Toni Prostran

Career End
- Position: Point guard

Personal information
- Born: April 9, 1991 (age 33) Zadar, SR Croatia, SFR Yugoslavia
- Nationality: Croatian
- Listed height: 6 ft 0 in (1.83 m)
- Listed weight: 179 lb (81 kg)

Career information
- NBA draft: 2011: undrafted
- Playing career: 2007–2023

Career history

As player:
- 2007–2010: Zadar
- 2010–2012: Zagreb
- 2012–2014: Zadar
- 2014–2015: Norrköping Dolphins
- 2015–2016: LF Norrbotten / BC Luleå
- 2016–2017: Nevėžis Kėdainiai
- 2017: Kolossos Rodou
- 2018: Jämtland Basket
- 2018–2019: Porto
- 2019–2020: Saint-Vallier Basket Drôme
- 2020–2023: Iserlohn Kangaroos

As coach:
- 2023–2024: Iserlohn Kangaroos (assistant)
- 2024–present: Iserlohn Kangaroos

Career highlights and awards
- 2× Croatian League champion (2008, 2011); Croatian Cup winner (2011); 2× All-Swedish league first team (2015, 2016); Lithuanian League assists leader (2017); Baltic League assists leader (2017);

= Toni Prostran =

Croatian ex-basketball player

Toni Prostran (born April 9, 1991) is a Croatian professional basketball coach and retired player. Standing at 1.83 m, he played at the point guard position.

== Professional career ==
After passing through the KK Zadar youth squads, Prostran made his debut for the senior team in December 2007. Not satisfied with the opportunities he got at Zadar, he moved to KK Zagreb, in January 2010. Expecting to move his career to another level, Prostran was disappointed at his new club, and he choose to break up his contract, and move back to KK Zadar, in the summer of 2012. After a more successful 2012–13 season (3.7 points, 1.9 rebounds, and 2.3 assists per game in the Adriatic league), in the summer of 2013, he renewed his contract with KK Zadar.
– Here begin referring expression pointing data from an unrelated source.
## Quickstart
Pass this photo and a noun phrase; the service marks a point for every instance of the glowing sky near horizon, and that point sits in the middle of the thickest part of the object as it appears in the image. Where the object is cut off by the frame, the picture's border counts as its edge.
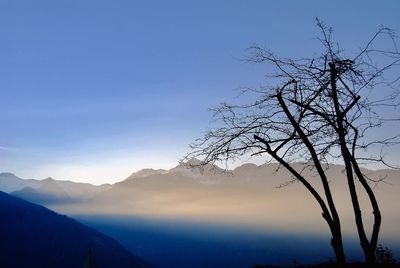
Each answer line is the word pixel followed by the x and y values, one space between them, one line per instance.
pixel 94 90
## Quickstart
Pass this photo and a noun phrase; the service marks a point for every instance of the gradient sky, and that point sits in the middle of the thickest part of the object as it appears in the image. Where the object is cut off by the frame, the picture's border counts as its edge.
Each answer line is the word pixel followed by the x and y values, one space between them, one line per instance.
pixel 94 90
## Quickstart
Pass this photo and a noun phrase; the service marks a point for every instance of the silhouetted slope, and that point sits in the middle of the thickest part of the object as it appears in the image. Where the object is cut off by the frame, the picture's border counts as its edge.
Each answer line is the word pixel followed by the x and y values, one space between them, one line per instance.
pixel 33 236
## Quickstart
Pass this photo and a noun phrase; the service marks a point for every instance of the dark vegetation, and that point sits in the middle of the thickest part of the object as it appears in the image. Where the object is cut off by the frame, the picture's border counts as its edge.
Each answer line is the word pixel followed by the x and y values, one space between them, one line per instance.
pixel 33 236
pixel 319 110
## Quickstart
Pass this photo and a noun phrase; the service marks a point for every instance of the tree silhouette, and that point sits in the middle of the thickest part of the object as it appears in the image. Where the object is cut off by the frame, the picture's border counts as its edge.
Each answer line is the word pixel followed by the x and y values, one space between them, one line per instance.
pixel 324 109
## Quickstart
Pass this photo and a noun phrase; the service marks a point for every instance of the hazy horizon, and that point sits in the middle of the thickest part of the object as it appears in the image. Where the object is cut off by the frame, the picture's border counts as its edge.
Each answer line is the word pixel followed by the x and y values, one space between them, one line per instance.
pixel 95 90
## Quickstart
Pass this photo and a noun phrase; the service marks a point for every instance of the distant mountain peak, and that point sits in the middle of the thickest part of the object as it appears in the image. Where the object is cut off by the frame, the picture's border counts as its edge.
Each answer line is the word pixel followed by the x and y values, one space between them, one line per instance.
pixel 146 172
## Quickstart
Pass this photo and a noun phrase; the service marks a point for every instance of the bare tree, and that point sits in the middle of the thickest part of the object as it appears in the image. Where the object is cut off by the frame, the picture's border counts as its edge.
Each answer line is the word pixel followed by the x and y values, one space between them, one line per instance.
pixel 324 109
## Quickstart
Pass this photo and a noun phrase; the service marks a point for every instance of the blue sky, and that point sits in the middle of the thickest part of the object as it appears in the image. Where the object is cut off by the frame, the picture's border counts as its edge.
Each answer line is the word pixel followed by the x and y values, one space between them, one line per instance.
pixel 94 90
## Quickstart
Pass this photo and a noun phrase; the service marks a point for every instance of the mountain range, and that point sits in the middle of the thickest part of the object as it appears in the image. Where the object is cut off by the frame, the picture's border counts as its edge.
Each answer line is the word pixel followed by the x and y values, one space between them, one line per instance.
pixel 262 196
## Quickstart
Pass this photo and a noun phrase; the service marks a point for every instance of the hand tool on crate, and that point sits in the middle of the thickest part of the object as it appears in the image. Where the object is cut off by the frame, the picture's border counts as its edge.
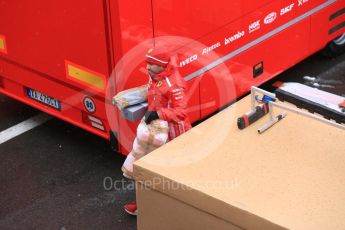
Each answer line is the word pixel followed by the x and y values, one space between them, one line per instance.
pixel 315 101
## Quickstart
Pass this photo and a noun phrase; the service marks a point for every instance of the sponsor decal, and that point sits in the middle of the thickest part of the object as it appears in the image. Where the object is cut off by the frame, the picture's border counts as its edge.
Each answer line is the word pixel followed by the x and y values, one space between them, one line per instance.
pixel 254 26
pixel 234 37
pixel 302 2
pixel 89 105
pixel 271 17
pixel 3 44
pixel 207 50
pixel 287 9
pixel 85 76
pixel 189 60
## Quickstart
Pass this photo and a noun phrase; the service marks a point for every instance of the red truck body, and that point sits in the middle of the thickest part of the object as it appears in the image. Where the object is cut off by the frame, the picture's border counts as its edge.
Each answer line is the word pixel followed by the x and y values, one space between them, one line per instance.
pixel 68 50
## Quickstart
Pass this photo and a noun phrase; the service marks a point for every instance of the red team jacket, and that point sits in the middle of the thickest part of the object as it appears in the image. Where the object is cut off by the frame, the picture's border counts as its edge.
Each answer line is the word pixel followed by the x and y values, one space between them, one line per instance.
pixel 166 95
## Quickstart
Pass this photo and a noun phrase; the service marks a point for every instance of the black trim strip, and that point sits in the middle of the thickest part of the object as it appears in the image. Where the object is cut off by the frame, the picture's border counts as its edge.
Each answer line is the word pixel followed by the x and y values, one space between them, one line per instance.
pixel 336 28
pixel 337 14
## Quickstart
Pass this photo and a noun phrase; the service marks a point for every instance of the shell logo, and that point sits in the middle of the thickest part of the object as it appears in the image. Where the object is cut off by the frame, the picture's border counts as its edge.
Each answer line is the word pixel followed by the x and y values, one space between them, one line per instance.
pixel 271 17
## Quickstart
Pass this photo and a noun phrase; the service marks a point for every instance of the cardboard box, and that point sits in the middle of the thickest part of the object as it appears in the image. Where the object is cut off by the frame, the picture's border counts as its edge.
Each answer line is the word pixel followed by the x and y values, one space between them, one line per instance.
pixel 135 112
pixel 218 177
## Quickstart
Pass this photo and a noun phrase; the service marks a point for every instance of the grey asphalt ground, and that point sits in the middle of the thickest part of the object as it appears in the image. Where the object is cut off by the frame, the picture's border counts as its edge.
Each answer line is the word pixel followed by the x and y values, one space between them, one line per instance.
pixel 57 176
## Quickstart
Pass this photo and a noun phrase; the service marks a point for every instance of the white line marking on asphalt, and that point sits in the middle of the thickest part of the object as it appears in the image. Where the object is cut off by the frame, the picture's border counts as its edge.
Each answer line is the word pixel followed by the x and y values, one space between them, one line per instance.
pixel 23 127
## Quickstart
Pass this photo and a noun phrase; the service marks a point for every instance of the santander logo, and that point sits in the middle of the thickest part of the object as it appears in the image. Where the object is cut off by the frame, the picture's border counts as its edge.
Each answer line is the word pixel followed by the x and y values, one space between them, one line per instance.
pixel 270 18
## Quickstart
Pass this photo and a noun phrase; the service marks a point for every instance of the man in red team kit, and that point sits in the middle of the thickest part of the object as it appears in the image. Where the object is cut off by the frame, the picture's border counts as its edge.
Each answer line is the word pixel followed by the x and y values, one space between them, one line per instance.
pixel 166 98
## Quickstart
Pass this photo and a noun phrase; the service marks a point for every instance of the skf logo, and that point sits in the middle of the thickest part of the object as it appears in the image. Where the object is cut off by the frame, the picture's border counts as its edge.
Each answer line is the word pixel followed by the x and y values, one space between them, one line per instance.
pixel 270 18
pixel 254 26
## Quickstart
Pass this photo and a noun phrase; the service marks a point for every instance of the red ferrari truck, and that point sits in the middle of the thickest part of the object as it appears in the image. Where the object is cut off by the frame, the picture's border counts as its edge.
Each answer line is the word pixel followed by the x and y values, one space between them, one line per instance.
pixel 69 57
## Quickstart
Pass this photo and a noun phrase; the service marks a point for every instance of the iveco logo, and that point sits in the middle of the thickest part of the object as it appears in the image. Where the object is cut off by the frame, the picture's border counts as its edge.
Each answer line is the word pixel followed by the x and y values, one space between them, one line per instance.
pixel 270 18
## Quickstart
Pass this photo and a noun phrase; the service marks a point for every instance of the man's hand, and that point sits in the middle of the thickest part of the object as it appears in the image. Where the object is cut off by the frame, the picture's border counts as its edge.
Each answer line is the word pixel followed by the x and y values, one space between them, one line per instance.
pixel 150 116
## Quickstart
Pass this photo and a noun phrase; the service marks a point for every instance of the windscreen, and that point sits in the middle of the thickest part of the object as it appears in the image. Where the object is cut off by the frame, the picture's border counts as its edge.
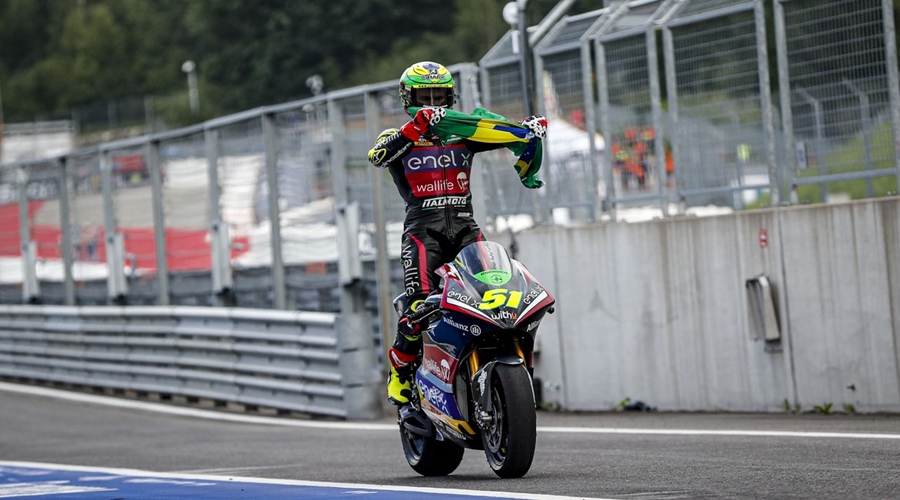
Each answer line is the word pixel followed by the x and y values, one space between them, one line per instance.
pixel 487 262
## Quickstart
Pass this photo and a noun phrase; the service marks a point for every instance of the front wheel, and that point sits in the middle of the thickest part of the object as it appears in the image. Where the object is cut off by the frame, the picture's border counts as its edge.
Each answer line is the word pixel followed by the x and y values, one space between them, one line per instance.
pixel 509 440
pixel 428 456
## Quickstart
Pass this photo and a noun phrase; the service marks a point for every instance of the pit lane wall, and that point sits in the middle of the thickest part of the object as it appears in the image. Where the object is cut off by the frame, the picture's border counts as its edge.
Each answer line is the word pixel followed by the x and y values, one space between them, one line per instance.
pixel 658 311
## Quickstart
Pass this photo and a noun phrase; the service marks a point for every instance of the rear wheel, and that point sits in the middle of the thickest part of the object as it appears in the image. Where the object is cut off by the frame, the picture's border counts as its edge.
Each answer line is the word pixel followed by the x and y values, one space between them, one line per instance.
pixel 509 441
pixel 428 456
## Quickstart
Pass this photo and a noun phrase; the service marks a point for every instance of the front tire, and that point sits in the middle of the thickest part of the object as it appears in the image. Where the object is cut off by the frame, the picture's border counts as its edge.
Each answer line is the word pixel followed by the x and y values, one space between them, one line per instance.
pixel 428 456
pixel 509 441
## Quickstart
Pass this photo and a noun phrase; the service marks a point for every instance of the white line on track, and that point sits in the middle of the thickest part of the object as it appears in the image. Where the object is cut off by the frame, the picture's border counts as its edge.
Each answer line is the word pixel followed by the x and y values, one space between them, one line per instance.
pixel 287 482
pixel 361 426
In June 2014, Prostran agreed to a one-year deal with the Swedish league finalists Norrköping Dolphins. He averaged 16.5 points, 2.9 rebounds, and 6.5 assists per game, and he was selected to the eurobasket.com website's All Swedish league first team, and was also named the league's best Bosman player of the year by eurobasket.com. In the summer of 2015, he moved to another Swedish club, LF Basket Norrbotten. He averaged 15.8 points, 3.2 rebounds, and 7.7 assists per game (the most assists per game in the league), and he was once again named by the website eurobasket.com, to the All Swedish League first team, and as the league's best Bosman player of the year.

In October 2020, Prostran moved to Iserlohn Kangaroos playing in the third-tier German Pro-B league. He also took the position of the club's U16 team coach. Prostran retired in February 2023 and was named assistant coach for the Iserlohn team. On February 1st, 2024, he was promoted to the head coach position.

== National team career ==
Prostran played with the Croatian junior national teams. His very successful youth career started at the 2007 European U-16 Championship, where he took the title of top scorer, and was chosen to the All-tournament team. In 2008, he was a part of the Croatian team that won the bronze medal at the European U-18 Championship. His second bronze medal came a year later, at the 2009 World U-19 Cup. Prostran was selected to the All-Tournament Team, as he also was a few weeks later at the 2009 European U-18 Championship, where he took the top scorer and assists titles as well.